Limiter le réchauffement de la planète à 1,5 degré Celsius est encore possible, mais l’humanité doit accélérer sa transition énergétique, et les pays comme le Canada devront atteindre la carboneutralité plus tôt qu’en 2050, affirme l’Agence internationale de l’énergie (AIE) dans un rapport publié mercredi.

Ce qu’il faut savoir

  • Limiter le réchauffement de la planète à 1,5 °C est encore possible, mais l’humanité doit accélérer sa transition énergétique, affirme l’Agence internationale de l’énergie (AIE).
  • Les pays riches devront atteindre la carboneutralité plus tôt qu’en 2050, pour donner plus de temps aux pays en développement de le faire.
  • Améliorer l’efficacité énergétique est essentiel et lancer de nouveaux projets d’exploitation des énergies fossiles est inutile.

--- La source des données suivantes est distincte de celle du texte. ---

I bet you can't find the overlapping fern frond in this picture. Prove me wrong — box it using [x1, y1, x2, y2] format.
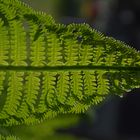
[0, 134, 20, 140]
[0, 0, 139, 127]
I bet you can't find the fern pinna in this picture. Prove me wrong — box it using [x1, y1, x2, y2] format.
[0, 0, 139, 128]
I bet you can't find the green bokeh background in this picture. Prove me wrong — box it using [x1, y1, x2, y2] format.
[11, 115, 81, 140]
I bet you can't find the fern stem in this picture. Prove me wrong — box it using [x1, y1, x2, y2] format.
[0, 65, 139, 72]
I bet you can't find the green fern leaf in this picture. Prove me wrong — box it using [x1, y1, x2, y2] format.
[0, 0, 139, 126]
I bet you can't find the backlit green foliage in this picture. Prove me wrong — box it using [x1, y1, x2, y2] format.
[12, 114, 79, 140]
[0, 0, 139, 131]
[0, 135, 19, 140]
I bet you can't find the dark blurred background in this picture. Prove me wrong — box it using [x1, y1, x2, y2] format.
[18, 0, 140, 140]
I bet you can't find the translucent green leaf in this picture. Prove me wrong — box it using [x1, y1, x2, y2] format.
[0, 0, 139, 126]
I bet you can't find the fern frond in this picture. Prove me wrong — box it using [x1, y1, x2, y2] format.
[56, 71, 69, 103]
[0, 72, 5, 96]
[97, 71, 109, 95]
[0, 0, 139, 126]
[46, 33, 62, 66]
[29, 22, 46, 66]
[24, 72, 40, 113]
[64, 39, 79, 65]
[2, 72, 24, 115]
[93, 46, 105, 65]
[38, 72, 57, 112]
[10, 21, 27, 66]
[79, 45, 93, 65]
[83, 71, 96, 96]
[0, 20, 9, 65]
[71, 71, 83, 100]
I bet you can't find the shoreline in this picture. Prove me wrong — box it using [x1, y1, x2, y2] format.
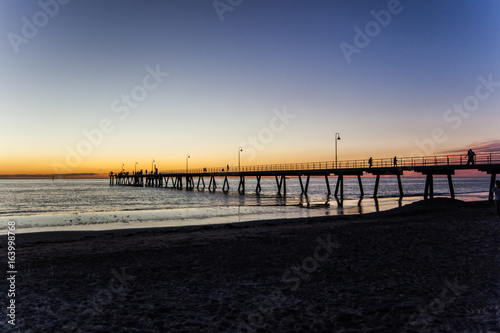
[1, 198, 492, 244]
[1, 198, 499, 332]
[0, 194, 488, 236]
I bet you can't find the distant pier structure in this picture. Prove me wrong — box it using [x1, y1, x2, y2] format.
[110, 153, 500, 201]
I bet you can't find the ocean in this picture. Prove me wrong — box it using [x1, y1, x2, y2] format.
[0, 177, 491, 233]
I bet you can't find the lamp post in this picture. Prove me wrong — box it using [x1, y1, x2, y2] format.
[151, 159, 155, 174]
[238, 146, 243, 172]
[121, 163, 124, 173]
[186, 154, 190, 172]
[135, 161, 138, 174]
[335, 133, 341, 169]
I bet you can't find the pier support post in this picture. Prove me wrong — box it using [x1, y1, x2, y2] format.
[357, 175, 364, 197]
[275, 176, 282, 194]
[424, 174, 433, 199]
[477, 168, 500, 201]
[238, 176, 245, 193]
[304, 175, 310, 195]
[325, 175, 331, 195]
[374, 174, 380, 198]
[223, 176, 229, 193]
[208, 176, 216, 191]
[256, 176, 262, 194]
[419, 169, 454, 200]
[298, 175, 304, 194]
[186, 176, 194, 190]
[397, 173, 403, 198]
[197, 176, 205, 190]
[369, 169, 403, 198]
[335, 175, 344, 201]
[489, 173, 496, 201]
[275, 175, 286, 195]
[447, 174, 455, 199]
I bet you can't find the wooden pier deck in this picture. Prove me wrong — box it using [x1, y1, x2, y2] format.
[110, 152, 500, 201]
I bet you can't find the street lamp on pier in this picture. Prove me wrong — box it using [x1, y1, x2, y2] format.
[135, 161, 138, 174]
[151, 159, 155, 174]
[186, 154, 190, 172]
[335, 133, 341, 169]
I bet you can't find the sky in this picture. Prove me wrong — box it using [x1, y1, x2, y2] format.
[1, 0, 499, 176]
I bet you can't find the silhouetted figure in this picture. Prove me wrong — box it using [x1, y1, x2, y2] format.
[466, 149, 476, 165]
[227, 164, 230, 172]
[493, 180, 500, 219]
[368, 157, 373, 168]
[393, 156, 397, 167]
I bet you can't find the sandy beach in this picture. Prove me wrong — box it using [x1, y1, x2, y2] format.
[2, 198, 500, 332]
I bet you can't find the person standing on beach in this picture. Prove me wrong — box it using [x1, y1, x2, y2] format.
[492, 180, 500, 219]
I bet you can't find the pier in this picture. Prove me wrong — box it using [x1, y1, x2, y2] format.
[110, 152, 500, 201]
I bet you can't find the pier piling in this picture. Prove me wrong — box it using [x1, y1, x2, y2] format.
[109, 152, 500, 201]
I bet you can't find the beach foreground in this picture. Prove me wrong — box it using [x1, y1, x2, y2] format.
[2, 199, 500, 332]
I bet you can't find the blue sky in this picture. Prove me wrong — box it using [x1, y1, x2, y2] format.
[1, 0, 499, 174]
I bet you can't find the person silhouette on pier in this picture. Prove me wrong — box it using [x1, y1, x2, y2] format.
[393, 156, 397, 167]
[493, 180, 500, 219]
[466, 149, 476, 165]
[368, 157, 373, 168]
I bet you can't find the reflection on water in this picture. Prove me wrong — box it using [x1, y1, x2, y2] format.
[0, 177, 491, 233]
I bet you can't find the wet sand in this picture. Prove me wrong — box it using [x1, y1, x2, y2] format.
[1, 198, 500, 332]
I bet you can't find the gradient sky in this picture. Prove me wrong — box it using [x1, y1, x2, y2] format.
[1, 0, 499, 175]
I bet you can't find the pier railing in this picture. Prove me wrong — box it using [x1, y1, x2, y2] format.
[153, 152, 500, 174]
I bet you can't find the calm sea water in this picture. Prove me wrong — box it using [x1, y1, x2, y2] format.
[0, 177, 491, 233]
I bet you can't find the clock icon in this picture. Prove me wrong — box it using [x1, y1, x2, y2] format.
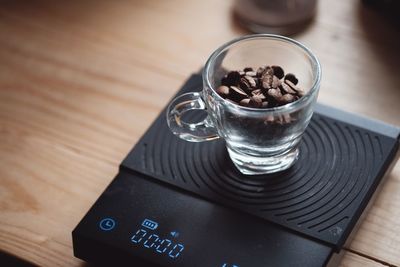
[99, 218, 116, 231]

« Si la voie mondiale vers l’objectif zéro émission nette d’ici 2050 que nous avions tracée précédemment s’est rétrécie, elle reste réalisable », affirme l’organisation internationale établie à Paris dans la mise à jour 2023 de sa « feuille de route » pour l’atteinte de la carboneutralité.

Il est « trop tôt pour abandonner l’objectif de 1,5 °C », y écrit le directeur général de l’organisation, Fatih Birol.

La voie vers la carboneutralité s’est rétrécie notamment parce que les émissions mondiales de dioxyde de carbone (CO2) du secteur de l’énergie ont continué d’augmenter en 2022, atteignant un record de 37 milliards de tonnes (Gt), soit 1 % de plus que leur niveau d’avant la pandémie, indique l’AIE.

Ces émissions devraient continuer d’augmenter avant que la demande de charbon, de pétrole et de gaz naturel atteigne un plafond, d’ici la fin de la décennie, et commencent à diminuer, ce qui se produira même en l’absence de nouvelle politique climatique, prévoit l’organisation.

PHOTO SIMON MAINA, ARCHIVES AGENCE FRANCE-PRESSE

Le directeur général de l’Agence internationale de l’énergie, Fatih Birol

C’est encourageant, mais insuffisant pour atteindre l’objectif de 1,5 °C.

Fatih Birol, directeur général de l’Agence internationale de l’énergie

« Nous avons les outils qu’il nous faut » pour accélérer la décarbonation, affirme l’AIE, qui estime que les technologies disponibles aujourd’hui permettent de réaliser plus de 80 % des réductions d’émissions nécessaires d’ici 2030.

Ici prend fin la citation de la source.